Song You Need to Know: Arch/Matheos, ‘Vermillion Moons’

Back in 1986, a Connecticut band called Fates Warning released Awaken the Guardian, their third LP and a cornerstone of what would come to be known as progressive metal. With its labyrinthine song structures and John Arch’s wildly expressive vocals — which combined swooping, acrobatic range with bizarre melodic invention — this was music for headbangers who somehow felt that contemporary albums by the likes of Iron Maiden were a little too tame.

The album was a new peak for Fates Warning, but it was also their last release with Arch, who was let go in 1987 after he declined to choose the band over his day gig. Fates Warning continued on with a new singer, and Arch left the business entirely, pursuing a career in carpentry. But in 2003, Arch reunited with Fates Warning guitarist Jim Matheos for an EP, and in 2011 — 25 years after Awaken the Guardian — the pair released a new album, Sympathetic Resonance, under the name Arch/Matheos.

Like that album, the duo’s new second LP, Winter Ethereal, features sleek, state-of-the-art production values. Beyond that, though, the singer and guitarist don’t seem concerned in the slightest with sounding contemporary. Album opener “Vermillion Moons,” a nine-minute epic that moves from charging hard rock to placid balladry, continues in the same vein that made Awaken such an escapist blast. The music — played by Matheos along with a rotating cast of rock/metal aces, such as bassist Steve DiGiorgio and drummer Thomas Lang — sounds unfailingly tight and dramatic but what’s most striking about the track, and the album as a whole, is Arch’s performance.

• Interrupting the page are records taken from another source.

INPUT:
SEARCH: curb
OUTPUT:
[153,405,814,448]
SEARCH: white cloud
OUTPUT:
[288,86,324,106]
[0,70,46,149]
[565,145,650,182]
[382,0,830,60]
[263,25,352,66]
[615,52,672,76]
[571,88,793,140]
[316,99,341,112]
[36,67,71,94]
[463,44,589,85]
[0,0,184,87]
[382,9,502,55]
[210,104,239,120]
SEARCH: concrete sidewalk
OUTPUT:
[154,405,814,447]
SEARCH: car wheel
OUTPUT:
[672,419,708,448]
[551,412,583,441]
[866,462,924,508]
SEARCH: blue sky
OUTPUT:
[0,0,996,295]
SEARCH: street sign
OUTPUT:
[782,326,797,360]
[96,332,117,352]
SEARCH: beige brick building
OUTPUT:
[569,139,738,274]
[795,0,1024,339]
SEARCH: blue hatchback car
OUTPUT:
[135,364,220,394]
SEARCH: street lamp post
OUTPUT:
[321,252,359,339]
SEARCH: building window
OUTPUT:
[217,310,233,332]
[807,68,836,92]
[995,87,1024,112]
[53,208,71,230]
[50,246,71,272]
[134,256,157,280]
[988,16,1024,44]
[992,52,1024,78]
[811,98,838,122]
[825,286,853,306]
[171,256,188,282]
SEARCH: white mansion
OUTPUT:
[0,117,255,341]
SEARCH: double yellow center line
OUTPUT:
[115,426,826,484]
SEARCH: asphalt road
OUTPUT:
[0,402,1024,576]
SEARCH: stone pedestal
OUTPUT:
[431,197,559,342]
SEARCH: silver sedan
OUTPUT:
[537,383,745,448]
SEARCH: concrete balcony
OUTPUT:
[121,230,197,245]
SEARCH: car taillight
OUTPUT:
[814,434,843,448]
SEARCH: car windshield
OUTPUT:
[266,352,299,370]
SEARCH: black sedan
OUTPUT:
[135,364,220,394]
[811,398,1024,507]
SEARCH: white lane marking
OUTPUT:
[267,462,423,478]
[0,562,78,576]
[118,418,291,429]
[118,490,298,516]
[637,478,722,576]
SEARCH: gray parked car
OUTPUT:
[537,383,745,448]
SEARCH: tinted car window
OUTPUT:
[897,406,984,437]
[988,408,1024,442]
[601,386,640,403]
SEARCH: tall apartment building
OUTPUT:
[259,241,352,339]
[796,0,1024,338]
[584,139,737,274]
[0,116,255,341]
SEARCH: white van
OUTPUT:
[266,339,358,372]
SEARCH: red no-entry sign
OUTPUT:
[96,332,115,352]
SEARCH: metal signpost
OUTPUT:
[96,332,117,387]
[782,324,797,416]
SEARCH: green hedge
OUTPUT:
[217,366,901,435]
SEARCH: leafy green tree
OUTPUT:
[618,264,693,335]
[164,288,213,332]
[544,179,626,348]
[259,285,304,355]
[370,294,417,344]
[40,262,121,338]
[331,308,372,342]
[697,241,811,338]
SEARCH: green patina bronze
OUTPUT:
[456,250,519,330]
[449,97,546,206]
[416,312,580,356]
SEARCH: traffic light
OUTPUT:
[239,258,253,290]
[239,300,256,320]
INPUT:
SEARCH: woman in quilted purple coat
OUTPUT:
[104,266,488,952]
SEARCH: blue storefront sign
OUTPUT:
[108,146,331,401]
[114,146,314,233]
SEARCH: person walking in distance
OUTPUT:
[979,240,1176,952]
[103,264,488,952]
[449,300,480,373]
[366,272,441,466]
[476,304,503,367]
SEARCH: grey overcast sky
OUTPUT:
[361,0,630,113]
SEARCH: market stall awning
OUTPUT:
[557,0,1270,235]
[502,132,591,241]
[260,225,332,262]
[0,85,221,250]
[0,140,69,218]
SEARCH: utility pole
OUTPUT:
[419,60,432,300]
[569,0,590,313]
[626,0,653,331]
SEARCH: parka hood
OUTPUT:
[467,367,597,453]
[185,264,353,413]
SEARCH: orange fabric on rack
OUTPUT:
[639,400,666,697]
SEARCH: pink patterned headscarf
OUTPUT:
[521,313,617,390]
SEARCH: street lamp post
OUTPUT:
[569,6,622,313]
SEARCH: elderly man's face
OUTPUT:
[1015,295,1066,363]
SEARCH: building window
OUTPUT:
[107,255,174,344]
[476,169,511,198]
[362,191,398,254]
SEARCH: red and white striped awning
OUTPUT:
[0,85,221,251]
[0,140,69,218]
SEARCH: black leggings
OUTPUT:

The singer has lost none of his extraordinary elasticity (check out those vertigo-inducing high notes in the song’s opening minutes), but the intervening years have given his delivery a new poignancy. The song’s climax, which finds him grabbing ahold of a twisty, unabashedly theatrical melody, is a serious goosebump-inducer, and a reminder of what a formidable talent Arch is — and how lucky we are to have him back.